Más allá de los aspectos técnicos y ambientales, el piloto también evaluará algo más humano: si los consumidores realmente devuelven sus zapatos cuando tienen la oportunidad, y qué papel pueden jugar las tiendas como puntos de recogida. Es una pregunta sobre comportamiento, sobre si la gente está dispuesta a participar en un sistema de devolución voluntaria cuando es fácil hacerlo. Los resultados de esta prueba determinarán cómo Gerescal diseñe sus sistemas de gestión en el futuro, adaptándose a las exigencias de la responsabilidad ampliada del productor y a la realidad de cómo funciona el mercado.
Citas Notables
El objetivo es obtener información sobre la calidad del residuo recogido, los volúmenes recuperados, los costes de gestión y las posibilidades de reutilización y reciclaje— Responsables del proyecto Gerescal
La Conversación del Hearth Otra perspectiva de la historia
¿Por qué una tienda es mejor lugar que la calle para recoger zapatos viejos?
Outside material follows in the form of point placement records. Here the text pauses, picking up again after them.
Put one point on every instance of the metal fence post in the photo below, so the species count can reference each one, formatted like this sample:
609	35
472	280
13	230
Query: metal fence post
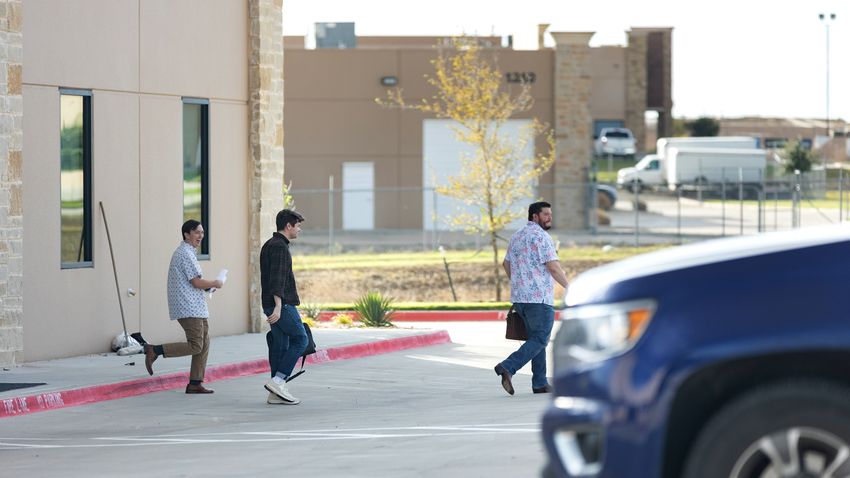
434	219
330	214
636	191
741	199
841	195
723	206
795	203
679	214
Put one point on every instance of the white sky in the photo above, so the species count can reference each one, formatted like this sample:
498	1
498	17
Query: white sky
730	58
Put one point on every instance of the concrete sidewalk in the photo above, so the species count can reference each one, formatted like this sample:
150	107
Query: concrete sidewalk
93	378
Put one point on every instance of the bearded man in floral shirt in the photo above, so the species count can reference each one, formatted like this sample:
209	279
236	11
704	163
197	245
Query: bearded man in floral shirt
532	265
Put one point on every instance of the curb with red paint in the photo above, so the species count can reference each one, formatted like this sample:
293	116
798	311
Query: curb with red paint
17	406
431	315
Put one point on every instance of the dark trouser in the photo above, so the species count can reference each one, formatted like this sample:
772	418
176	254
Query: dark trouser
538	319
197	345
289	339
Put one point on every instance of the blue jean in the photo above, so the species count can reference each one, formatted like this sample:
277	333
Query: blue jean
288	340
538	319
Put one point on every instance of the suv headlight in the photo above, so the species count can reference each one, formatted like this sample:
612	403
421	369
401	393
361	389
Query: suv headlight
594	333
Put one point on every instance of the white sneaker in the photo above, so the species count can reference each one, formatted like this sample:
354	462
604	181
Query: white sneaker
275	400
279	390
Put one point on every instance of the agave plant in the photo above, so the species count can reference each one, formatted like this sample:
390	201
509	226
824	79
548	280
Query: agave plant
374	309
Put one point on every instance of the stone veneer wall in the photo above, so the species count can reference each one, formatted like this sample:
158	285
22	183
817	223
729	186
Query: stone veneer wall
265	105
636	85
573	129
11	184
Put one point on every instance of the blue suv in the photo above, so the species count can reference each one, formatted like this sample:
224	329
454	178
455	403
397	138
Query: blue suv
726	358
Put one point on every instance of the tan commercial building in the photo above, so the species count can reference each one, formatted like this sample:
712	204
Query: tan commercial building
334	128
161	110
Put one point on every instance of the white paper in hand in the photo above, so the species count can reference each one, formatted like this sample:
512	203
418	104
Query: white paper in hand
222	276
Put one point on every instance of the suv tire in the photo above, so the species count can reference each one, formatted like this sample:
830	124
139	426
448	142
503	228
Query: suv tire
792	429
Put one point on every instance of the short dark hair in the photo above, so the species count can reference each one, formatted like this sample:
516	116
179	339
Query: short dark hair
287	216
189	226
536	207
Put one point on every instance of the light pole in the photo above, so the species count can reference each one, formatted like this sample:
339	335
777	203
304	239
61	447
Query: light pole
826	19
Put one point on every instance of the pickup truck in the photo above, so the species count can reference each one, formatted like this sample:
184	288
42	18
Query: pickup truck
706	153
616	142
726	358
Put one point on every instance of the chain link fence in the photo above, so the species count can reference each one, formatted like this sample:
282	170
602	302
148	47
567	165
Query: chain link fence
415	218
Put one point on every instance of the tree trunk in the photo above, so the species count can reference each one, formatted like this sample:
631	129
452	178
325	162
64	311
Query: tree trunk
496	273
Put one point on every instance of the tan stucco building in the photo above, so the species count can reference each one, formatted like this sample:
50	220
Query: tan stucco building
335	128
160	110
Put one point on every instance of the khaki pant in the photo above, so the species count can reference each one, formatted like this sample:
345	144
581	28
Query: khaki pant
197	345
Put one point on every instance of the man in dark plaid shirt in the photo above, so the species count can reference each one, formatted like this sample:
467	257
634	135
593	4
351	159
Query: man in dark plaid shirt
280	298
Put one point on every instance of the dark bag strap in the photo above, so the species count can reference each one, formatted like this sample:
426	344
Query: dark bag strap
311	349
Porque la gente está allí comprando. Si acaba de comprar un par nuevo, tiene el viejo en la mano o en casa. Una tienda es un punto natural de encuentro. Un contenedor en la calle requiere que alguien salga de su camino.
¿Y si la gente simplemente no devuelve nada?
Eso es exactamente lo que el piloto intenta descubrir. Por eso es una prueba, no un sistema definitivo. Si nadie participa, sabrán que este modelo no funciona y tendrán que pensar en otra cosa.
¿Qué pasa con los zapatos que se recogen? ¿Se pueden reutilizar?
Algunos sí. Pero la mayoría se tritura y se separa en materiales: cuero, textiles, espumas, metales. Cada uno tiene un destino diferente. Lo ideal es que vuelvan a convertirse en algo útil, ya sea nuevo calzado o superficies deportivas.
¿Y si no se pueden reciclar?
Entonces se quema para generar energía. No es lo ideal, pero es mejor que un vertedero, donde simplemente desaparecen durante décadas.
¿Por qué ahora? ¿Qué cambió?
La ley. La responsabilidad ampliada del productor obliga a las marcas a hacerse cargo del fin de vida de sus productos. No pueden simplemente vender y olvidarse. Tienen que pensar en qué pasa después.
¿Cuánto tiempo durará el piloto?
El texto no lo especifica. Pero estos proyectos suelen durar meses. Necesitan suficientes datos para tomar decisiones. Si funciona, podría expandirse. Si no, volverán al tablero de dibujo.